If New Zealand would implement a policy restricting the number of foreign migrants entering its shores, its economic growth would take a hit, as it will cause workforce shortages in crucial sectors, according to the latest estimates of Infometrics, a New Zealand-based economic information and forecasting agency.
The latest forecasts of Informatics released on 14 July foresees slackened near-term growth in household spending and construction activity, which would see GDP growth decline below two percent per year in 2017.
Gareth Kiernan, Infometrics chief forecaster, was quoted by nzherald.co.nz as saying that even as growth is predicted to rebound during 2018, it was based on the assumption that the labour supply would increase if foreign migrants continue coming to New Zealand.
He added that although high levels of immigration have definitely been exerting more pressure on infrastructure and the home market, especially in Auckland, employment growth of over one percent per quarter in the past one and half years indicates the requirement of workers in all sectors.

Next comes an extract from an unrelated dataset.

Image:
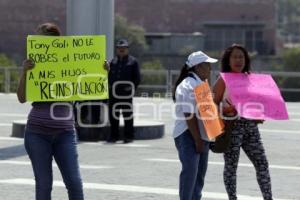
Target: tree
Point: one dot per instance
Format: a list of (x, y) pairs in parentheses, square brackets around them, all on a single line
[(134, 33), (291, 62), (6, 62)]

Had the arrival of foreign workers and New Zealanders returning to their homeland been not happening, businesses in New Zealand would have found it tough to meet the increasing demand and cost pressure in the construction and tourism sectors, Kiernan said.

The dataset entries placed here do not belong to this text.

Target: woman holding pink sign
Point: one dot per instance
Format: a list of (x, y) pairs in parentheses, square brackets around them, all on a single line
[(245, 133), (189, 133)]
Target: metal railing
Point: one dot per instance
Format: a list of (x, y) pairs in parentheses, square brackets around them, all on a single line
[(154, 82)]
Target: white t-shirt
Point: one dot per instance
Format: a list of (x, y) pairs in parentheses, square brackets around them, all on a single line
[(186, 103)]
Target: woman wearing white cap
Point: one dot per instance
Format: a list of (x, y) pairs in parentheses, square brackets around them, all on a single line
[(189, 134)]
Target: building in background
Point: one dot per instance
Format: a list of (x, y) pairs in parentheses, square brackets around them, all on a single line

He added the with slowdown being already witnessed in sales behaviour and increasing house prices, the combination of increasing interest rates and a government restriction on migration would be deadly.
He said that high migration levels, eventually, were an encouraging indication of New Zealand’s economic health.
New Zealand was able to attract and retain workers because its growth in recent years has surpassed that of other developed economies, Kiernan stated.